Could someone share the image with me too? 

To explain my predicament, and see if my reasoning makes sense, here goes:

I've been trying to fix my Model TCD746320, and found this thread. My TiVo has a similar problem: the loop of GSOD, restart, GSOD, restart, unable to kickstart. I assumed the problem is the hard drive, so I tried to save the drive using ddrescue on Ubuntu. ddrescue ran fine but the new drive has the exact same problem/behavior as the old drive.

So either the software is busted and I need a new image, or something other than the hard drive is broken?

I would be hugely appreciative if you could share the image with me, to see if I can salvage this machine.

Thanks!


----------



## ggieseke (May 30, 2008)

mjn2110 said:


> Dear all,
> 
> Could someone share the image with me too?
> 
> ...


PM sent.


----------



## mjn2110 (Feb 11, 2016)

Perfect! This image worked with an old laptop drive I had (wanted to test that the drive was the culprit before committing to buy something else). The picture was a little choppy sometimes, which I am guessing was related to the drive not being made for AV use? In any event, no more GSOD loop. I've ordered a 2TB WD20EURS.

Thank you so much!


----------



## ggieseke (May 30, 2008)

mjn2110 said:


> Perfect! This image worked with an old laptop drive I had (wanted to test that the drive was the culprit before committing to buy something else). The picture was a little choppy sometimes, which I am guessing was related to the drive not being made for AV use? In any event, no more GSOD loop. I've ordered a 2TB WD20EURS.
> 
> Thank you so much!


The choppy picture could just be CPU overload. Premieres are fairly underpowered, and it has to upgrade the OS (not to mention indexing two guide downloads). Even if you push the process by forcing a few daily calls it will probably be overwhelmed for the first 5-6 hours.


----------



## djtv (Feb 13, 2016)

As luck would have it, my model TCD746320 just died this week. I have a spare hard drive, but need the image.

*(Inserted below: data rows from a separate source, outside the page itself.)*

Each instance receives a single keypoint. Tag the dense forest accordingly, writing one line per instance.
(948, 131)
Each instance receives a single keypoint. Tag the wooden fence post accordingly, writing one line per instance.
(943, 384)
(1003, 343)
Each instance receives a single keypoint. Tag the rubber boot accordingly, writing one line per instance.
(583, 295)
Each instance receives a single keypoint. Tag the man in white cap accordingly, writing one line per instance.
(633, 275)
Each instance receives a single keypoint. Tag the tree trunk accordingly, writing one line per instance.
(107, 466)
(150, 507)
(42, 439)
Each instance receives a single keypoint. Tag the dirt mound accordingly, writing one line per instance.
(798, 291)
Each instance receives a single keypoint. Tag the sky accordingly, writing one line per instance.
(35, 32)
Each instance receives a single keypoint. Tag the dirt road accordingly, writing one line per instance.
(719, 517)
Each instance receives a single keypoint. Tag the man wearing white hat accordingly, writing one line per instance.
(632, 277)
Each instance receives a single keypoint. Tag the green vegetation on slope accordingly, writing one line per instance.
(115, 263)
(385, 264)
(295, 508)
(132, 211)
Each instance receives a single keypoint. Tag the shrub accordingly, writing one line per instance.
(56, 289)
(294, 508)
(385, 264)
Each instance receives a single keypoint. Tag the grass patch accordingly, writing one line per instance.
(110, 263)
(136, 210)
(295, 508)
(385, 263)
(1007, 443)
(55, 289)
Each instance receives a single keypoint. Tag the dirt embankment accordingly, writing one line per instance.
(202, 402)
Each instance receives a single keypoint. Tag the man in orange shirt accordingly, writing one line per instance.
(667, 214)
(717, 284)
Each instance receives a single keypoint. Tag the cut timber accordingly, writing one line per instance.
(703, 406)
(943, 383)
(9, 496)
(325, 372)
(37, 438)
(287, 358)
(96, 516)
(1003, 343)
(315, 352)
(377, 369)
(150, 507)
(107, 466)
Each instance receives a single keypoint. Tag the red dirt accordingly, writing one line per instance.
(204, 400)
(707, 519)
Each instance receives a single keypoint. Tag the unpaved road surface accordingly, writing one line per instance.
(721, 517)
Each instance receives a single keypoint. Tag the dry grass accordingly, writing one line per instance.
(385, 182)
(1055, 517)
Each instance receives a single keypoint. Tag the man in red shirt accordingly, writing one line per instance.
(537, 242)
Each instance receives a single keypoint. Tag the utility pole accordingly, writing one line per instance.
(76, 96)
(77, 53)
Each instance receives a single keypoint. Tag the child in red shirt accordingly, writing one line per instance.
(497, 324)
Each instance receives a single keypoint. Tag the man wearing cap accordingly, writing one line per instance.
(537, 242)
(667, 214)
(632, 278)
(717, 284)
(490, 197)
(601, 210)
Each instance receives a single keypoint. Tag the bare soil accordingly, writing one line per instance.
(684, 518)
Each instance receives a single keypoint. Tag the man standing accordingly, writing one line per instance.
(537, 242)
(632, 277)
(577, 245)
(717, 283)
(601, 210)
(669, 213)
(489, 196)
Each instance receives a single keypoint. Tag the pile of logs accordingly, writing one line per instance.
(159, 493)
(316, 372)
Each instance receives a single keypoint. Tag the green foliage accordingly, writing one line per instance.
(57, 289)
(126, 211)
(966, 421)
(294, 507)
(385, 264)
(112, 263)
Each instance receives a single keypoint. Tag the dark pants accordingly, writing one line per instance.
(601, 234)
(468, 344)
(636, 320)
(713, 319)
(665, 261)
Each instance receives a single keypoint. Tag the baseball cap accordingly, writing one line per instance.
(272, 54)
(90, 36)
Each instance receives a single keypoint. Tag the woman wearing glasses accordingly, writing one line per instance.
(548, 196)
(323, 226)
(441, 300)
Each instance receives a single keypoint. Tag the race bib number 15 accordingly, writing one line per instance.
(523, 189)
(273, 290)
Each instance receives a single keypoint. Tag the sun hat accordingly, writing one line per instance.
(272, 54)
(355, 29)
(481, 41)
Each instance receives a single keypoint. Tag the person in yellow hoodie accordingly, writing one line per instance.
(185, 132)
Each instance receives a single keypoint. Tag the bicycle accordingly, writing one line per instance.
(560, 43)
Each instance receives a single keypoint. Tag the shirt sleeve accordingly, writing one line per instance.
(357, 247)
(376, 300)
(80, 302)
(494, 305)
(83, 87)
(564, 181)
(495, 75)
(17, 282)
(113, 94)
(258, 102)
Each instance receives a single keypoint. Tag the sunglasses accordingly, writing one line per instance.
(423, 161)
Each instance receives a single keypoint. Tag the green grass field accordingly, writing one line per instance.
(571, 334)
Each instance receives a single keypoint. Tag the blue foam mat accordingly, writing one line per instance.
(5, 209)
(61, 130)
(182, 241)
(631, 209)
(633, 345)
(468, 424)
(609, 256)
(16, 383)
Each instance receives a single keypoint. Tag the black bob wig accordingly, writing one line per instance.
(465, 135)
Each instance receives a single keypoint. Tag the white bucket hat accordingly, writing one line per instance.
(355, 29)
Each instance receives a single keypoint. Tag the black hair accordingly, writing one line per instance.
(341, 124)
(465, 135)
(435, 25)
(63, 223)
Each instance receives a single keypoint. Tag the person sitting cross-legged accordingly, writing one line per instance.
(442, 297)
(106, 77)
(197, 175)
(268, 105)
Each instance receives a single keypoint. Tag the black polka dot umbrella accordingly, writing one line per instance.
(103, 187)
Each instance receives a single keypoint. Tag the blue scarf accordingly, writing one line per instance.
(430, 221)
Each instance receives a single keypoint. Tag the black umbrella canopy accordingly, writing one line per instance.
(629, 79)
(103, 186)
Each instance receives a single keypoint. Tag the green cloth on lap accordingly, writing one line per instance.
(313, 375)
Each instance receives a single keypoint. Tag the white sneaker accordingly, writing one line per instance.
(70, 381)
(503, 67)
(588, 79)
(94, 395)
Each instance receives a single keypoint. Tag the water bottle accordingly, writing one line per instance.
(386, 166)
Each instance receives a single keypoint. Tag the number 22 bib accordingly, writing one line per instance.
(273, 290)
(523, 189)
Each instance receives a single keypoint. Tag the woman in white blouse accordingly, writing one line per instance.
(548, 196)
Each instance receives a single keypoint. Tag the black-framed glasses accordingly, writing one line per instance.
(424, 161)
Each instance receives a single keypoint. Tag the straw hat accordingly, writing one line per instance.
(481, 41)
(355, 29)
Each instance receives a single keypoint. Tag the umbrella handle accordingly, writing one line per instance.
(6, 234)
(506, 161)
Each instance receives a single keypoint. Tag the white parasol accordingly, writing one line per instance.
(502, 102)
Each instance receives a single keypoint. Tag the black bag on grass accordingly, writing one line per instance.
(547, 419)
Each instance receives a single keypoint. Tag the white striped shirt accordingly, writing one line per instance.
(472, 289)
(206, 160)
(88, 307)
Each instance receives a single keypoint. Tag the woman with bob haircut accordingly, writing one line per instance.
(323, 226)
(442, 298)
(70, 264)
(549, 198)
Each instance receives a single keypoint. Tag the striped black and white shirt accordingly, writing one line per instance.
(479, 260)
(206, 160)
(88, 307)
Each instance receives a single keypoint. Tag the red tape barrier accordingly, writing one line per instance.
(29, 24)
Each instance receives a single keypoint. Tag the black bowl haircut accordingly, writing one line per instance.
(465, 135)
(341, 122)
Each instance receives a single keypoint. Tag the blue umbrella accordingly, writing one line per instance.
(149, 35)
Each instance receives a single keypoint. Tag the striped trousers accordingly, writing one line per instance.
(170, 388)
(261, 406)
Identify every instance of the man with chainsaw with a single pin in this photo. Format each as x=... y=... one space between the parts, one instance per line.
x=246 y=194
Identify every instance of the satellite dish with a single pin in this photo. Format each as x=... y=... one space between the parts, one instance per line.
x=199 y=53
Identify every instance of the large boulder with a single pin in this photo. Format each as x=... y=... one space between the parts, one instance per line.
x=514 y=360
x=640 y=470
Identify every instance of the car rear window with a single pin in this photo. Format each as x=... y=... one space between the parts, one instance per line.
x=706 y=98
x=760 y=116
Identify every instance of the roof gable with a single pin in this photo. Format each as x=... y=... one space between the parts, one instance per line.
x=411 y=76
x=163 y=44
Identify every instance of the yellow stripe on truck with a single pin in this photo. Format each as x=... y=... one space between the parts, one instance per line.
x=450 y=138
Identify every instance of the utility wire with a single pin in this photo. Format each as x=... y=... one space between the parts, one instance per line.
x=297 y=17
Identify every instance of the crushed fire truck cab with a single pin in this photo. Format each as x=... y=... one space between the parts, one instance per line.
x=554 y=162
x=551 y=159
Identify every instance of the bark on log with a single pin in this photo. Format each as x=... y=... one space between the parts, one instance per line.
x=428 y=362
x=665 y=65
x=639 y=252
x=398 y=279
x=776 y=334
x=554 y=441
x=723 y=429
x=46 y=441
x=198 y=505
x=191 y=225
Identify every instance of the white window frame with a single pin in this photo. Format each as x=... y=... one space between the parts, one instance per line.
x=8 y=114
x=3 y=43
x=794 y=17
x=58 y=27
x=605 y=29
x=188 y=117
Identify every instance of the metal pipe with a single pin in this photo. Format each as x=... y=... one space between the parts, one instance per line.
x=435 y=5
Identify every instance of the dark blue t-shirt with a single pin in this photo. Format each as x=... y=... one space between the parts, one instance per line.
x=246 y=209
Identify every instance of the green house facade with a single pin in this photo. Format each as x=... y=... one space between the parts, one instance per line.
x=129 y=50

Would you be willing to share with me as well?

Thank you


----------



## MeInDallas (Jul 31, 2011)

You will probably get it faster if you post here in this thread: http://www.tivocommunity.com/tivo-vb/showthread.php?t=503261&page=44


----------



## djtv (Feb 13, 2016)

MeInDallas said:


> You will probably get it faster if you post here in this thread:


Thank you.


----------



## ggieseke (May 30, 2008)

djtv said:


> As luck would have it, my model TCD746320 just died this week. I have a spare hard drive, but need the image. Would you be willing to share with me as well?
> 
> Thank you


PM sent.


----------



## mp5cartman (Feb 20, 2016)

Hello everyone! I am new here and wondering if this is the right place to ask. I have a Premiere TCD746320. My TiVo has been sitting in the closet for roughly 2 months now because I got the Green screen and leaving it to do its thing did not fix it. Looks like I'll have to install a new harddrive. Unfortunately I do not have a backup img of the stock harddrive, so I would like to ask if somebody could help me out. Thank you so much!


----------



## ggieseke (May 30, 2008)

mp5cartman said:


> Hello everyone! I am new here and wondering if this is the right place to ask. I have a Premiere TCD746320. My TiVo has been sitting in the closet for roughly 2 months now because I got the Green screen and leaving it to do its thing did not fix it. Looks like I'll have to install a new harddrive. Unfortunately I do not have a backup img of the stock harddrive, so I would like to ask if somebody could help me out. Thank you so much!


PM sent.


----------



## mp5cartman (Feb 20, 2016)

ggieseke said:


> PM sent.


Thank you so much! I was able to revive my Premiere and go with a bigger HD!


----------



## mtn_man (Feb 25, 2016)

Good evening everyone - Could someone please PM me a link to an image for a Tivo TCD746320 (Premiere) that works with a 2TB drive? Is that an altered image? Also is DvrBARS the best way to conduct the restore? 

thank you in advance!


----------



## ggieseke (May 30, 2008)

mtn_man said:


> Good evening everyone - Could someone please PM me a link to an image for a Tivo TCD746320 (Premiere) that works with a 2TB drive? Is that an altered image? Also is DvrBARS the best way to conduct the restore?
> 
> thank you in advance!


PM sent. It's for a 320GB drive, but you can use jmfs to expand it to 2TB.

If you have Windows 7 or later, you could mount the VHD image file (read only please) in Disk Manager and use something like dd to xerox the virtual drive to your new drive, but it would take a lot longer. DvrBARS has a quick restore method that only writes the sectors that actually have information, and a ton of safeguards to prevent you from overwriting the wrong disk.


----------



## Jkhops (Jan 1, 2017)

Does anyone know where I might be able to locate a clean disc image for a TCD746320?
Thank you,
Happy New year!


----------



## hayfzj (Jan 2, 2017)

My Tivo TCD746320 also just died. Can someone please PM me an image? Thanks in advance!


----------



## Hinky3 (Jan 3, 2017)

My Tivo TCD746320 also just died. Can someone please PM me an image? Thanks in advance


----------



## catbastet (Mar 31, 2006)

I was hoping to find a way to get an image for my TCD746320. The hard drive is far too damaged to copy to a new drive


----------



## Teeps (Aug 16, 2001)

catbastet said:


> I was hoping to find a way to get an image for my TCD746320. The hard drive is far too damaged to copy to a new drive


See post #32 above, pm the well-known member.


----------